Suppose that your hobby project starts out simple enough that you can build it
using just a compiler, but you begin running into some of the problems described
previously. Maybe you still don’t think you need a build system and can automate
away the tedious parts using some simple shell scripts that take care of
building things in the correct order. This helps out for a while, but pretty
soon you start running into even more problems:
* It becomes tedious. As your system grows more complex, you begin spending
almost as much time working on your build scripts as on real code. Debugging
shell scripts is painful, with more and more hacks being layered on top of
one another.
* It’s slow. To make sure you weren’t accidentally relying on stale libraries,
you have your build script build every dependency in order every time you
run it. You think about adding some logic to detect which parts need to be
rebuilt, but that sounds awfully complex and error prone for a script. Or
you think about specifying which parts need to be rebuilt each time, but
then you’re back to square one.
* Good news: it’s time for a release! Better go figure out all the arguments
you need to pass to the jar command to make your final build. And remember
how to upload it and push it out to the central repository. And build and
push the documentation updates, and send out a notification to users. Hmm,
maybe this calls for another script...
* Disaster! Your hard drive crashes, and now you need to recreate your entire
system. You were smart enough to keep all of your source files in version
control, but what about those libraries you downloaded? Can you find them
all again and make sure they were the same version as when you first
downloaded them? Your scripts probably depended on particular tools being
installed in particular places—can you restore that same environment so that
the scripts work again? What about all those environment variables you set a
long time ago to get the compiler working just right and then forgot about?

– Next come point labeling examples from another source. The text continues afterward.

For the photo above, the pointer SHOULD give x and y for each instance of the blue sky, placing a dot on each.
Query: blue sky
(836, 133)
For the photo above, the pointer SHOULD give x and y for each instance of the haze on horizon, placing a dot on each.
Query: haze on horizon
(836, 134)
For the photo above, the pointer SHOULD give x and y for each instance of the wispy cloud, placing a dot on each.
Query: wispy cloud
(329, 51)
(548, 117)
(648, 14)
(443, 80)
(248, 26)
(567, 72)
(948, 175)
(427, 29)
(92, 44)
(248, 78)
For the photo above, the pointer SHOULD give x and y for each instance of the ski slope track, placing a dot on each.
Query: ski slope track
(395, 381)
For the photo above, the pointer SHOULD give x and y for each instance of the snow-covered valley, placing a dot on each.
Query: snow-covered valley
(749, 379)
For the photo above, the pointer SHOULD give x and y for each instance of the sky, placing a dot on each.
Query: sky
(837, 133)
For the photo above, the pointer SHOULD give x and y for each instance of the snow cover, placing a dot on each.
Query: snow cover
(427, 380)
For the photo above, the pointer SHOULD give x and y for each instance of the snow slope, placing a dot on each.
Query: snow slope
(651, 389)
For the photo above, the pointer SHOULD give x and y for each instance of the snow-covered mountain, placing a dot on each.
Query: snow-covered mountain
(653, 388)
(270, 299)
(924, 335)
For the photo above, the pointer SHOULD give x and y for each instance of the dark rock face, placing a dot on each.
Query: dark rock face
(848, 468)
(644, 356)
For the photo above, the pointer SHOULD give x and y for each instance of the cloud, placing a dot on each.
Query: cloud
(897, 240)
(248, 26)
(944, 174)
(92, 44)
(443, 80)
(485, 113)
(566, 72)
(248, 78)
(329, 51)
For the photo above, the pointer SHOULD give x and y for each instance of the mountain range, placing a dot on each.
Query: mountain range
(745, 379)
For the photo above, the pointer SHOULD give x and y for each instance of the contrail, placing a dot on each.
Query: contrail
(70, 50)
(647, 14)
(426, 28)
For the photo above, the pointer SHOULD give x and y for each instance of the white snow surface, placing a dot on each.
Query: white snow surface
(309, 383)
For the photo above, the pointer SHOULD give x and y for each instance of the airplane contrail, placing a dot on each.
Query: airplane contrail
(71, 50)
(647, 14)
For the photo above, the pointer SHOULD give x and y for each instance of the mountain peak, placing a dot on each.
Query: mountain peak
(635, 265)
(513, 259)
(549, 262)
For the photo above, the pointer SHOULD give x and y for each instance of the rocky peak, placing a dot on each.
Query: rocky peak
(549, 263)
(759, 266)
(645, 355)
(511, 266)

* Despite the problems, your project is successful enough that you’re able to
begin hiring more engineers. Now you realize that it doesn’t take a disaster
for the previous problems to arise—you need to go through the same painful
bootstrapping process every time a new developer joins your team. And
despite your best efforts, there are still small differences in each
person’s system. Frequently, what works on one person’s machine doesn’t work
on another’s, and each time it takes a few hours of debugging tool paths or
library versions to figure out where the difference is.

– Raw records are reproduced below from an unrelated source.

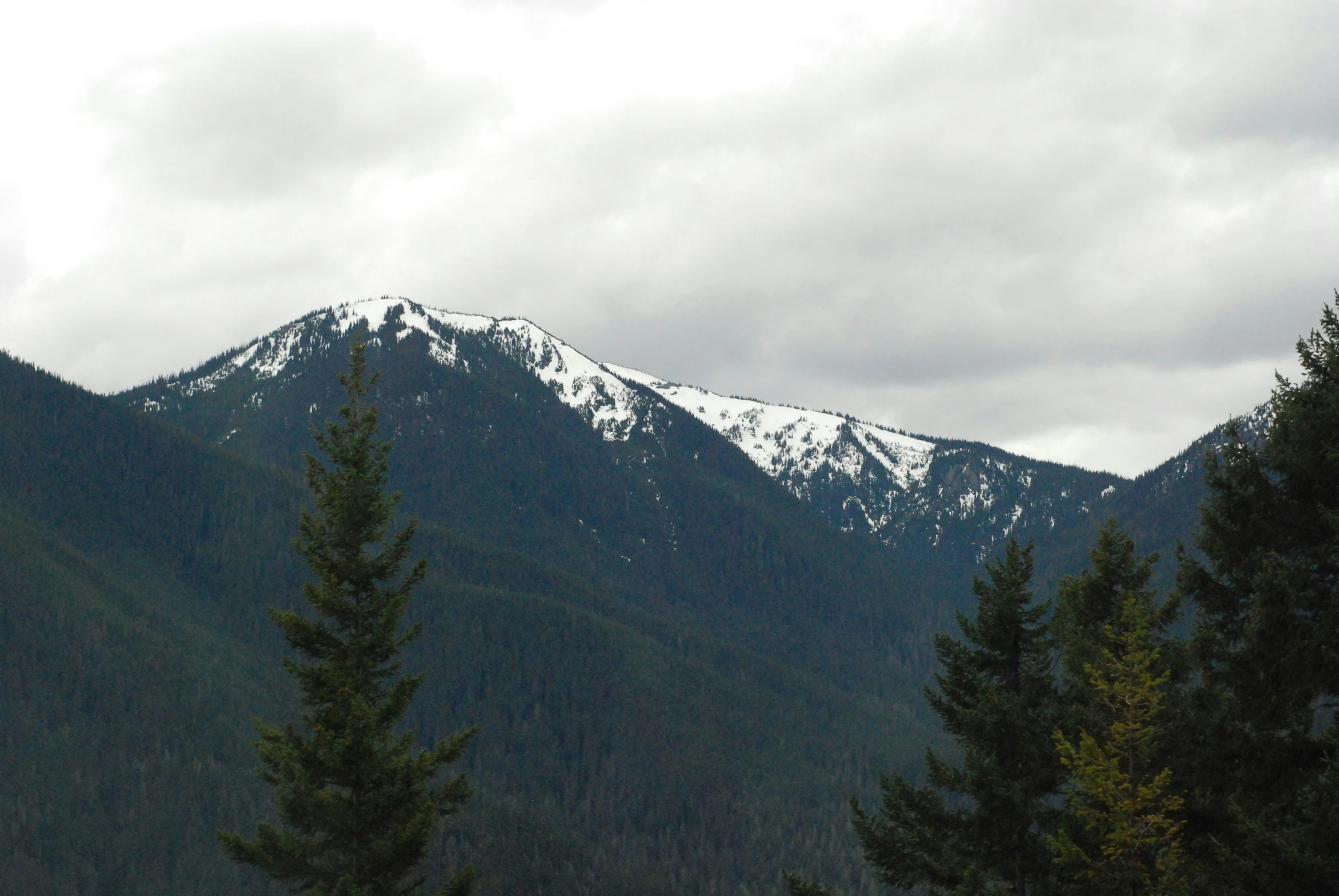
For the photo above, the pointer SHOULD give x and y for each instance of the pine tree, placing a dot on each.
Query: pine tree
(359, 804)
(1267, 594)
(1089, 602)
(1124, 804)
(996, 697)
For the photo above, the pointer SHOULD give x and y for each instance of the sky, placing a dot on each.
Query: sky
(1084, 232)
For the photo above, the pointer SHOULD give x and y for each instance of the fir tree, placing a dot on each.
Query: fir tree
(358, 801)
(996, 697)
(1124, 804)
(1089, 602)
(1267, 628)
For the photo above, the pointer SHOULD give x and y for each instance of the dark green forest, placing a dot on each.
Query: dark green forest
(681, 672)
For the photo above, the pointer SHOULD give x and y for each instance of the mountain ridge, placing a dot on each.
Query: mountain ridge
(863, 477)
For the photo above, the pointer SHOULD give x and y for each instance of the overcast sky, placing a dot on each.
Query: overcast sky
(1088, 232)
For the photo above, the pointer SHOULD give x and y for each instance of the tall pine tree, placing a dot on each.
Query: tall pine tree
(1267, 594)
(1120, 796)
(996, 697)
(358, 801)
(1095, 613)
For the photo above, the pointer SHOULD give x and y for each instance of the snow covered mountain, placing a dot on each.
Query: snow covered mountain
(864, 478)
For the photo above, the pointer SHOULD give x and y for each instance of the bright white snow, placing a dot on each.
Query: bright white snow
(796, 443)
(604, 400)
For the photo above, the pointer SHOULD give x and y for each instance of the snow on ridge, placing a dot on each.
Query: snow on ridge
(604, 400)
(793, 443)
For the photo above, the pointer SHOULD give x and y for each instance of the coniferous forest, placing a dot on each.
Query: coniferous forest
(472, 644)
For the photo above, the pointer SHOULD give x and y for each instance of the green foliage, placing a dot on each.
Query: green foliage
(1124, 804)
(1268, 620)
(798, 886)
(358, 801)
(996, 697)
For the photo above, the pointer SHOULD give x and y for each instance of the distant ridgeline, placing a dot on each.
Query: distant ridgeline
(689, 625)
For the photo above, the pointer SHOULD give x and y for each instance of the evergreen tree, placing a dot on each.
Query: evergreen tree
(358, 801)
(1089, 602)
(1267, 628)
(1123, 803)
(996, 697)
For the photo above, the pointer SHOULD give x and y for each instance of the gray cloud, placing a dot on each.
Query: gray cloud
(268, 111)
(1082, 231)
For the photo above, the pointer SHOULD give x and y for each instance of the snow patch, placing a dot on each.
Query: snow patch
(793, 443)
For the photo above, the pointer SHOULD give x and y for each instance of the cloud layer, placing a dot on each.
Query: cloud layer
(1088, 232)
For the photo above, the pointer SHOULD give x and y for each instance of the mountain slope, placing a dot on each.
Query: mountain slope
(687, 636)
(671, 717)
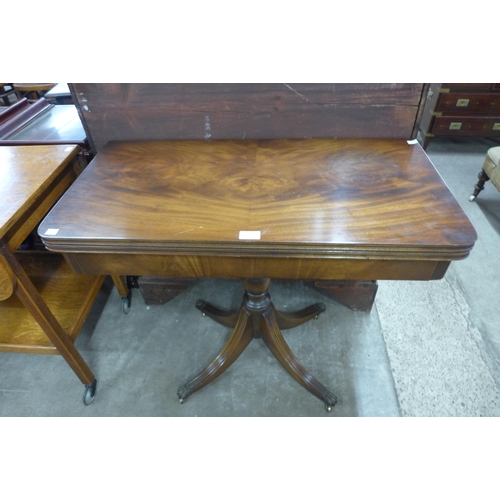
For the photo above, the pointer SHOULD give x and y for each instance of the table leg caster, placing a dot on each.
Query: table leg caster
(126, 303)
(183, 393)
(89, 393)
(330, 401)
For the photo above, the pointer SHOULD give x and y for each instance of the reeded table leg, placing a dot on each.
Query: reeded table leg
(258, 318)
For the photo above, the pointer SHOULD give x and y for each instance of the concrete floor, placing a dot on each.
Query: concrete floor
(425, 349)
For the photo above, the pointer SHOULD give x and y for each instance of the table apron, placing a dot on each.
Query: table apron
(252, 267)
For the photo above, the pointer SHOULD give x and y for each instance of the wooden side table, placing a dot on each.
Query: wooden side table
(42, 303)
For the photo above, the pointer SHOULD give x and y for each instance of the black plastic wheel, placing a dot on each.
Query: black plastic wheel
(126, 303)
(89, 393)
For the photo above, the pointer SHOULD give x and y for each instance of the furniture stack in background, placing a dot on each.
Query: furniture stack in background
(461, 110)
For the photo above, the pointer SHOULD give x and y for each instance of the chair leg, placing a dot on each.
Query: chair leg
(483, 177)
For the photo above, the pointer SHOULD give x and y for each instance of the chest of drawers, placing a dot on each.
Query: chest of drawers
(461, 109)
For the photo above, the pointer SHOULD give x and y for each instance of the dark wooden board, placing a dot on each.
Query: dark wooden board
(161, 111)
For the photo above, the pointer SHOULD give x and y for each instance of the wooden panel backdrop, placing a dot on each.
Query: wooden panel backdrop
(137, 111)
(166, 111)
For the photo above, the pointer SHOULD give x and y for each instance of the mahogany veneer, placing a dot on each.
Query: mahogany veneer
(324, 209)
(42, 303)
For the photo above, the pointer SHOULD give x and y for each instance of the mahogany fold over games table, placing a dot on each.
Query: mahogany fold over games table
(259, 210)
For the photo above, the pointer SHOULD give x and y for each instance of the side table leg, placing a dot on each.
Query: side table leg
(274, 340)
(240, 338)
(226, 318)
(31, 299)
(291, 320)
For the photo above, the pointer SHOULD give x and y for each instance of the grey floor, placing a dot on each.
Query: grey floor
(425, 349)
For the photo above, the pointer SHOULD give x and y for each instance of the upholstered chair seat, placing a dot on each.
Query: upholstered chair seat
(490, 172)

* You decide that you need to automate your build system. In theory, this is
as simple as getting a new computer and setting it up to run your build
script every night using cron. You still need to go through the painful
setup process, but now you don’t have the benefit of a human brain being
able to detect and resolve minor problems. Now, every morning when you get
in, you see that last night’s build failed because yesterday a developer
made a change that worked on their system but didn’t work on the automated
build system. Each time it’s a simple fix, but it happens so often that you
end up spending a lot of time each day discovering and applying these simple
fixes.
* Builds become slower and slower as the project grows. One day, while waiting
for a build to complete, you gaze mournfully at the idle desktop of your
coworker, who is on vacation, and wish there were a way to take advantage of
all that wasted computational power.
You’ve run into a classic problem of scale. For a single developer working on at
most a couple hundred lines of code for at most a week or two (which might have
been the entire experience thus far of a junior developer who just graduated
university), a compiler is all you need. Scripts can maybe take you a little bit
farther. But as soon as you need to coordinate across multiple developers and
their machines, even a perfect build script isn’t enough because it becomes very
difficult to account for the minor differences in those machines. At this point,
this simple approach breaks down and it’s time to invest in a real build system.